A Sudbury homelessness advocacy group says it's shocked that there was no warning given about the April 1 closure of the Memorial Park encampment prior to Tuesday’s announcement by the city.

Laurie McGauley is the chairperson of the Poverty and Housing Advocacy Coalition of Sudbury.

She said she doesn’t feel the closure is following the path that the city was laying out with the De Jong report and she feels this process was meant to be transparent and inclusive.

"Once again, the city is taking people by surprise. It's not preparing people for what could be actual death," McGauley said.

"When we are talking about this level of vulnerability, when you’re living in a park in a tent hanging on to the few possessions that you have and you’re being told that you need to leave, where are you going to go? And they say, you know, that we have shelters and the shelter beds are open. Shelter beds were never meant to be a long-term solution to homelessness."
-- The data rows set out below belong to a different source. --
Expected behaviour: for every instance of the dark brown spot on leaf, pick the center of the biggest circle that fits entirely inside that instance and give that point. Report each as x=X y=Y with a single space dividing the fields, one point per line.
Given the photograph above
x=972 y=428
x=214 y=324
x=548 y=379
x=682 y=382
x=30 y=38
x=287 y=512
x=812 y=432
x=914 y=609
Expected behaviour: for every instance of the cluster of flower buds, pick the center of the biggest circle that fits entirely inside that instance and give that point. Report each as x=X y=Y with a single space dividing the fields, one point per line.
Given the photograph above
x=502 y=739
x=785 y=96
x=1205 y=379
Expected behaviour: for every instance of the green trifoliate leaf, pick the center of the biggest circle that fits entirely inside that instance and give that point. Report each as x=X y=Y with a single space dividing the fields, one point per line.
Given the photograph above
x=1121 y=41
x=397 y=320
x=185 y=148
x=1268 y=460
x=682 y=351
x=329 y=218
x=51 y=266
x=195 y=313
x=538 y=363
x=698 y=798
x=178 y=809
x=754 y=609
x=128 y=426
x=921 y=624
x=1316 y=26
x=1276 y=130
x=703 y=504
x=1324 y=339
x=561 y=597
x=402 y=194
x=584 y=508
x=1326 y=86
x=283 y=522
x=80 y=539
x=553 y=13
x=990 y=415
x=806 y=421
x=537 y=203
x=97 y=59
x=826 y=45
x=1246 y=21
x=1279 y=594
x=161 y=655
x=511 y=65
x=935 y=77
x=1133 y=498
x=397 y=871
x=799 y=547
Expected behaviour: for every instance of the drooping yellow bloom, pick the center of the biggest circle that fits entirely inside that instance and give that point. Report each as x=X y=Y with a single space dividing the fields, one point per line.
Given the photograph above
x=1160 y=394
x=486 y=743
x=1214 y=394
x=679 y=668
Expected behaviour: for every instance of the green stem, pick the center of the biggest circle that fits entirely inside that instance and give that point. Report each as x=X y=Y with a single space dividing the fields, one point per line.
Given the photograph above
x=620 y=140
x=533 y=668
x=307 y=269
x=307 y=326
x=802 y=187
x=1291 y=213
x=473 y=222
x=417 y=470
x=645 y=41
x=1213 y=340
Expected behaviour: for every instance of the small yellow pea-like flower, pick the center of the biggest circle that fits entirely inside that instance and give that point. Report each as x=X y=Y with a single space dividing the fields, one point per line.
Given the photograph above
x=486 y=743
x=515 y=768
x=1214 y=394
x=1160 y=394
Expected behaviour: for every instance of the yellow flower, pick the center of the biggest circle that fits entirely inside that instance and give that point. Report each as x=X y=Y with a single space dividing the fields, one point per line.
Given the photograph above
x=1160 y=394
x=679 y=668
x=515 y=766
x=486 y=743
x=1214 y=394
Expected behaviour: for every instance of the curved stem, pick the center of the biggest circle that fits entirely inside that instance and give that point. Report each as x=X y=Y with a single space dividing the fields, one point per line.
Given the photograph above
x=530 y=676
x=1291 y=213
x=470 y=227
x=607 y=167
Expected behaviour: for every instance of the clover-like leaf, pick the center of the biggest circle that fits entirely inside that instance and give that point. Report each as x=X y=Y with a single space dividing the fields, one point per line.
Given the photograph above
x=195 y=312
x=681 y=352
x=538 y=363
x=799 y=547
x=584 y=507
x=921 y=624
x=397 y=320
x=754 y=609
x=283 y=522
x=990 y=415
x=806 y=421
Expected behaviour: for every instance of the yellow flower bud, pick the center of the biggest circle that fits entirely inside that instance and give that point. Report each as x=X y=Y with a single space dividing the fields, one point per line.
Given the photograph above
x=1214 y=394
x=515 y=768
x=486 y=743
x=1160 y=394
Until the city can find more long-term solutions to the homelessness crisis, kicking people out of the park isn’t going to solve anything, she said.
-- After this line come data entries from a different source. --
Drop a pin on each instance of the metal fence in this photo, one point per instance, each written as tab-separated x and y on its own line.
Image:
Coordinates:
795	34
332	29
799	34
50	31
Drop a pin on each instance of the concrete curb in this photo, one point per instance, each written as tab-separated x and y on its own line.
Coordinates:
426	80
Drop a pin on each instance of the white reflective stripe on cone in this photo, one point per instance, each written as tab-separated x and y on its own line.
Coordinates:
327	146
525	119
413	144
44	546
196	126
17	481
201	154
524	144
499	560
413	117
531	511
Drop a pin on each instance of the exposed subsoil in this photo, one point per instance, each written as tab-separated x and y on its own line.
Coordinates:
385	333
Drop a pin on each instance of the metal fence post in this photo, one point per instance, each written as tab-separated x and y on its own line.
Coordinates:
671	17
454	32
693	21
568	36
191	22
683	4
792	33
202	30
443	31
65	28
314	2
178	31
"I understand that the city has been trying to find solutions for people. I understand that there’s lots of really good outreach workers out there that are really working with people trying to find solutions. The problem is, that we don’t have the services that can address the complex needs that these people have," McGauley said.

"So, yes, they might be able to find them a room in a rooming house somewhere and feel wow, yay we’ve succeeded, and well within three weeks to a month, by the time they have to pay the rent and do that kind of stuff without any supports, they’re back out on the streets and quite often in worse situations than they were before."

The coalition will be focusing on asking the city questions to figure out how and why it came to the decision of closure that it did, she said.